The way out of this mess through Poetry and Common Rare Achievements
Aesthetics is the foundation to civilization-building, or civilization-renewing.
Constitutional democracy, on the contrary, is only a means to an end; it has no occasion to frame a moral philosophy, either sublime or absurd. It recommends and practices frequent appeals to public opinion, to control the easily deranged mechanism of administration and lawgiving. It counts on this method to secure public acquiescence and to diminish the friction involved in maintaining order in a society which should be highly differentiated, since it means to be vitally free and traditionally continuous. A clear test of the distinction between democracy as a means to liberty and democracy as a means to equality may be seen in the demand for unanimity. But in each individual, and in each species or institution, egotism inevitably reigns, until it is corrected or rather transcended by the disinterested imagination of the poet in man.

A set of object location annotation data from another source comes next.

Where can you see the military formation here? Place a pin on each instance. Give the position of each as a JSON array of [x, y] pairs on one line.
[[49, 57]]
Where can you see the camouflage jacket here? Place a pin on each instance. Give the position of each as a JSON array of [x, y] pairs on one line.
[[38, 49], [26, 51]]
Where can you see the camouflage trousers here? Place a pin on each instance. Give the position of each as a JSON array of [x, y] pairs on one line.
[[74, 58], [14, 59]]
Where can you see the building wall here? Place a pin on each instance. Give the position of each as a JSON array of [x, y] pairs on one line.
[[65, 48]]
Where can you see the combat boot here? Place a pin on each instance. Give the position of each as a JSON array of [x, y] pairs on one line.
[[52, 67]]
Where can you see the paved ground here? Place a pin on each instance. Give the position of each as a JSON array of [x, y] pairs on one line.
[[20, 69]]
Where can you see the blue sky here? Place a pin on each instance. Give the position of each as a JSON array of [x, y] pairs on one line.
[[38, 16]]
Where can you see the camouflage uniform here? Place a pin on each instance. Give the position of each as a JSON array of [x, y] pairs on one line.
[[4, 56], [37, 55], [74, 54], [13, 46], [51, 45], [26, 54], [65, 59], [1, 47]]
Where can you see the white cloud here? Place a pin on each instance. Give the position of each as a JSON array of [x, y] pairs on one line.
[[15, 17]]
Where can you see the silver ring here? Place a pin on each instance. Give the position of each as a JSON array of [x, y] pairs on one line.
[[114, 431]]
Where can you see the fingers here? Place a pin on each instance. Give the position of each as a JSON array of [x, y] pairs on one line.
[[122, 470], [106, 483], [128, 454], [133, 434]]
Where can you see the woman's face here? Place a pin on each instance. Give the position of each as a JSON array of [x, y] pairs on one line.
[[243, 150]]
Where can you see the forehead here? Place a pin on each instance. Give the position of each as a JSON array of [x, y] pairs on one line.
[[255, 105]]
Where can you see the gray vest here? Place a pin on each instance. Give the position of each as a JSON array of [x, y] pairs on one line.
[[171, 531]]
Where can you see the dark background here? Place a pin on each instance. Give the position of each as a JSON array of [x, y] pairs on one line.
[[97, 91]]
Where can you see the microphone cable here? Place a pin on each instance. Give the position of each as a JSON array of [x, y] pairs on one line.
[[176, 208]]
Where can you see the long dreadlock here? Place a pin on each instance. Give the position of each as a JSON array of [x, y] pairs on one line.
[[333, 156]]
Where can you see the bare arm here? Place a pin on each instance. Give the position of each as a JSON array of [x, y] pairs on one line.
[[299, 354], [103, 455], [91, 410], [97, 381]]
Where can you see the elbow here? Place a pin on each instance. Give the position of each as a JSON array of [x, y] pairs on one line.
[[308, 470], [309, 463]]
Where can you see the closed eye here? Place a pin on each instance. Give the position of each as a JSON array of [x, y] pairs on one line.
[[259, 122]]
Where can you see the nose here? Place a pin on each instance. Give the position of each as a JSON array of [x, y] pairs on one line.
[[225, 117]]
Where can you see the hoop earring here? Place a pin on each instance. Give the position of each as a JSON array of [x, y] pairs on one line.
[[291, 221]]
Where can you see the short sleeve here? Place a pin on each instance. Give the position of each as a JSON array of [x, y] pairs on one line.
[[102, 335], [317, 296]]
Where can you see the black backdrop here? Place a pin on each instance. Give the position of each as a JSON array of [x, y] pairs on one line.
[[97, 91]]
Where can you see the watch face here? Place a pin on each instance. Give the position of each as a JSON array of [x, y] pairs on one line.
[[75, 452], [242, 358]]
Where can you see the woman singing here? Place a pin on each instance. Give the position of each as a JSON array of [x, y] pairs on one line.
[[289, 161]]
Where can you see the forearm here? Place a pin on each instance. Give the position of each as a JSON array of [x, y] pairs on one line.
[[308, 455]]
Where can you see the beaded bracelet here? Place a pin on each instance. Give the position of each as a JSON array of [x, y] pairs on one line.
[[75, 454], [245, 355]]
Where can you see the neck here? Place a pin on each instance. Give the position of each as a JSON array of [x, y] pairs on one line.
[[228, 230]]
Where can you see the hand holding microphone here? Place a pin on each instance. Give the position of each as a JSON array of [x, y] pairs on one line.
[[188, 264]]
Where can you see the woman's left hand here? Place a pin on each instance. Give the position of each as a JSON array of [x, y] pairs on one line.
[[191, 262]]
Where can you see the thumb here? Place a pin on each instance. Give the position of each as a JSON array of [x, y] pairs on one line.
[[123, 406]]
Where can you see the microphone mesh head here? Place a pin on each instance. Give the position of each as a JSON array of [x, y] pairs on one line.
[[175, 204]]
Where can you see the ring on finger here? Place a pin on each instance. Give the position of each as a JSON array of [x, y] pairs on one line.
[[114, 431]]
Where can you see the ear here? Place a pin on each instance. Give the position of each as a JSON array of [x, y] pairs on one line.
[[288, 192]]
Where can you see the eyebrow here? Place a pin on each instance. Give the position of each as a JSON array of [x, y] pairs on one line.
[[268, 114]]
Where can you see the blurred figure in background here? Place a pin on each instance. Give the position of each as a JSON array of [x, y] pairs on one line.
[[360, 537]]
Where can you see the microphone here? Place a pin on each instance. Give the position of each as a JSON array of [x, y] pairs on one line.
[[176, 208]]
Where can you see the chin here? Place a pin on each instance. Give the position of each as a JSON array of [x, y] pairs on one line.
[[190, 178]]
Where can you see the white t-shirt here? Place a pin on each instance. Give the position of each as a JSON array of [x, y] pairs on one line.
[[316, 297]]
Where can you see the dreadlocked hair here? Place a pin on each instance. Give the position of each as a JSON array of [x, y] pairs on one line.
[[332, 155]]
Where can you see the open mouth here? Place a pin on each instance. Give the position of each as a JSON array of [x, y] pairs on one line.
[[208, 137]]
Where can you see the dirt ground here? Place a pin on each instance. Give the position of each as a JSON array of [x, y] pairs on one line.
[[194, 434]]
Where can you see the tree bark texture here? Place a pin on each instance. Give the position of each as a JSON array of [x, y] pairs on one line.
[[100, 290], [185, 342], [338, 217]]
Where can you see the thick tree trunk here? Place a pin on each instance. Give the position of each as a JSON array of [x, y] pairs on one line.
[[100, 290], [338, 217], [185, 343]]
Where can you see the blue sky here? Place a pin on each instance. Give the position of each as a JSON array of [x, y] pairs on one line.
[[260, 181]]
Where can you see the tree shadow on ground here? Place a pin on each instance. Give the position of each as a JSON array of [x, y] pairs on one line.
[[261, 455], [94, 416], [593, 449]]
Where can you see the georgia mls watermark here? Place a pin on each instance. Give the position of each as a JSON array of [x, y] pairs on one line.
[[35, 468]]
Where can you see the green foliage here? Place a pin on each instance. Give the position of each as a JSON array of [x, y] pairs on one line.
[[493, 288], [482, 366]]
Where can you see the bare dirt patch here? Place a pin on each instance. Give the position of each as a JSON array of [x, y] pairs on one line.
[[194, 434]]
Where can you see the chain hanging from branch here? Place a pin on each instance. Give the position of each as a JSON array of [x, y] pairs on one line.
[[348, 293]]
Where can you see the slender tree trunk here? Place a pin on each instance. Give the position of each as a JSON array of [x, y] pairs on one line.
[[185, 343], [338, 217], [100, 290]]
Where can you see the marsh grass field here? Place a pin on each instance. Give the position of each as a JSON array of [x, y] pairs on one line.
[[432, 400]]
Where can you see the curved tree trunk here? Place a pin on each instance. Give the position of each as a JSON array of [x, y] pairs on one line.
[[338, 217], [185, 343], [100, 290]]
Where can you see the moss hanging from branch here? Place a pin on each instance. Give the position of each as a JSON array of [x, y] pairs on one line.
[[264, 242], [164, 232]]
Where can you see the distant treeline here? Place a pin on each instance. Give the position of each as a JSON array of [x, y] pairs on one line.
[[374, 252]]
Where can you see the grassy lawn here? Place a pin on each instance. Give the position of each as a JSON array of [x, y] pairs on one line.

I have experienced the unanimity of liberal biased group-think (LBGT) or political correctness (PC) all too often, the stifling pain of it is rarely mitigated. Next we have that phrase, so current, and so over-used, “void in the heart”, except this is from 1951. We’ve been slipping down the greasy slope for a long time.
The liberty that [a radical liberalism] would leave to the private mind would be a derisive liberty. For we should be invited to make our own way through the uncharted spaces of vacant possibility; yet in reality, unless we participate in some specific human enterprise, we shall be simply drinking the winds. To drink alone and to talk when nobody listens is a doubtful privilege. Liberal society is therefore compelled to form all manner of voluntary private societies to replenish the human vacuity of its political life; but these private societies, being without power or material roots, remain ghostly and artificial. Private busybodies cannot fill the void in the heart of the political animal, hungry for friendship, for action, for distinction, for perilous adventures, and for rare accomplishments to be achieved in common.
Ghostly private associations on the Net will never be enough.